Implementing traffic mirroring at the edge of systems has become increasingly popular over the years. APISIX offers the proxy-mirror plugin to mirror client requests. It duplicates the real online traffic to the mirroring service and enables specific analysis of the online traffic or request content without interrupting the online service.
Blue-green is usually implemented at a point in the architecture that uses a router, gateway, or load balancer, behind which sits a complete blue environment and a green environment. The current blue environment represents the current live environment, and the green environment represents the next version of the stack. The green environment is checked prior to switching to live traffic, and at go live the traffic is flipped over from blue to green. The blue environment is now “off” but if a problem is spotted it is a quick rollback. The next change would go from green to blue, oscillating from the first release onward.
Blue-green works well due to its simplicity and it is one of the better deployment options for coupled services. It is also easier to manage persisting services, though you still need to be careful in the event of a rollback. It also requires double the number of resources to be able to run cold in parallel to the currently active environment.
Traffic management with Argo Rollouts
The strategies discussed to add a lot of value, but the rollout itself is a task that you would not want to have to manage manually. This is where a tool such as Argo Rollouts is valuable for demonstrating practically some of the concerns discussed.
Using Argo, it is possible to define a Rollout CRD (Custom Resource Definition) that represents the strategy you can take for rolling out a new canary of your API. A CRD allows Argo to extend the Kubernetes API to support rollout behavior.

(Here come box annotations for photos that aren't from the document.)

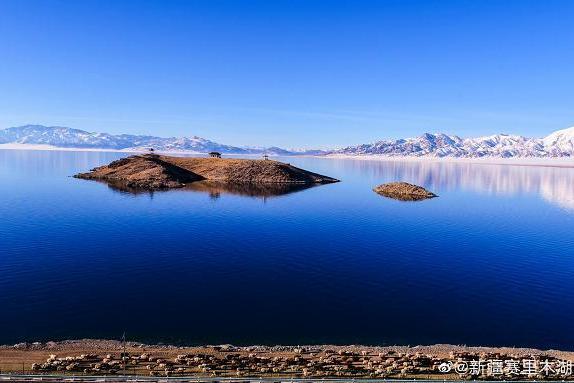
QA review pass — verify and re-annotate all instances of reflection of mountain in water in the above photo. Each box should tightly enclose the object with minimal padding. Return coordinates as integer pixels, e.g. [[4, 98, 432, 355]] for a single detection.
[[104, 181, 317, 199], [328, 159, 574, 210], [183, 181, 317, 198]]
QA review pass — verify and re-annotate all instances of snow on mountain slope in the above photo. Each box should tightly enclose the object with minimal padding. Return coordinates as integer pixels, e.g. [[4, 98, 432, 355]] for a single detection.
[[0, 125, 290, 154], [336, 128, 574, 158], [542, 127, 574, 157]]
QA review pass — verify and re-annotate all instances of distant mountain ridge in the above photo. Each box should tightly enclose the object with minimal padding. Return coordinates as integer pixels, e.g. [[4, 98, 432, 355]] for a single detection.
[[329, 127, 574, 158], [0, 125, 574, 158], [0, 125, 306, 155]]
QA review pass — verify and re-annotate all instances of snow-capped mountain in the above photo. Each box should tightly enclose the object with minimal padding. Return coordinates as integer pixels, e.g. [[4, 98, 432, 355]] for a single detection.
[[329, 127, 574, 158], [0, 125, 293, 155]]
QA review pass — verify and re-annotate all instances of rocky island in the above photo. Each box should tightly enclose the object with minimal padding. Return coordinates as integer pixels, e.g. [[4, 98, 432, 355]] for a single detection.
[[74, 154, 339, 190], [373, 182, 437, 201]]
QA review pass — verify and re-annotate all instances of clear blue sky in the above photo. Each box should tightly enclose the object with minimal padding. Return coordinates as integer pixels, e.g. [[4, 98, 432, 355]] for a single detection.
[[0, 0, 574, 147]]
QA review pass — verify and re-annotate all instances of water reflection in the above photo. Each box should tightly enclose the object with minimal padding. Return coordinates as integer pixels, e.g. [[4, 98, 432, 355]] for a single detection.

CRDs are a popular pattern with Kubernetes, and they allow the user to interact with one API with the extension to support different features.
You can use the Apache APISIX and Apache APISIX Ingress Controller for traffic management with Argo Rollouts. This guide shows you how to integrate
ApisixRoute with Argo Rollouts using it as a weighted round-robin load balancer.

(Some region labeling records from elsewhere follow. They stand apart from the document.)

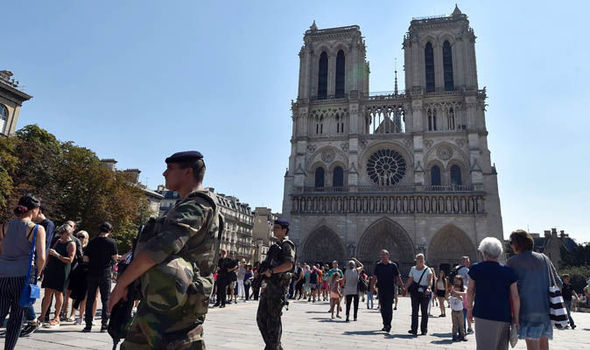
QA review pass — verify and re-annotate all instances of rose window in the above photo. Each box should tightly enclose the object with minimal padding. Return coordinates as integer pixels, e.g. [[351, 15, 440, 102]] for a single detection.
[[367, 149, 406, 186]]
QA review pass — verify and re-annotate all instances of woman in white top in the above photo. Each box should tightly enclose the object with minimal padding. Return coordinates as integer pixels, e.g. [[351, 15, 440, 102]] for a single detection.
[[406, 253, 432, 335], [344, 258, 363, 322]]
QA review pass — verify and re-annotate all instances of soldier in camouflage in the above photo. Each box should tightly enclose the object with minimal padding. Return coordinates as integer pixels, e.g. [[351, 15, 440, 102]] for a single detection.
[[109, 151, 223, 350], [256, 219, 295, 350]]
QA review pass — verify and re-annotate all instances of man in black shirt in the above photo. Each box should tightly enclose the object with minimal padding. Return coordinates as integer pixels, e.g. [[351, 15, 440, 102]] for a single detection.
[[213, 249, 231, 307], [561, 273, 578, 329], [371, 249, 405, 333], [82, 222, 118, 332]]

With the rise in Progressive Delivery approach, and also advanced requirements within Continuous Delivery before this, having the ability to separate the deployment and release of service (and corresponding API) is a powerful technique. The ability to canary release services and make use of API Gateway traffic split and mirroring features can provide a competitive advantage to your business in both mitigating risks of a bad release and also understanding your customer’s requirements more effectively.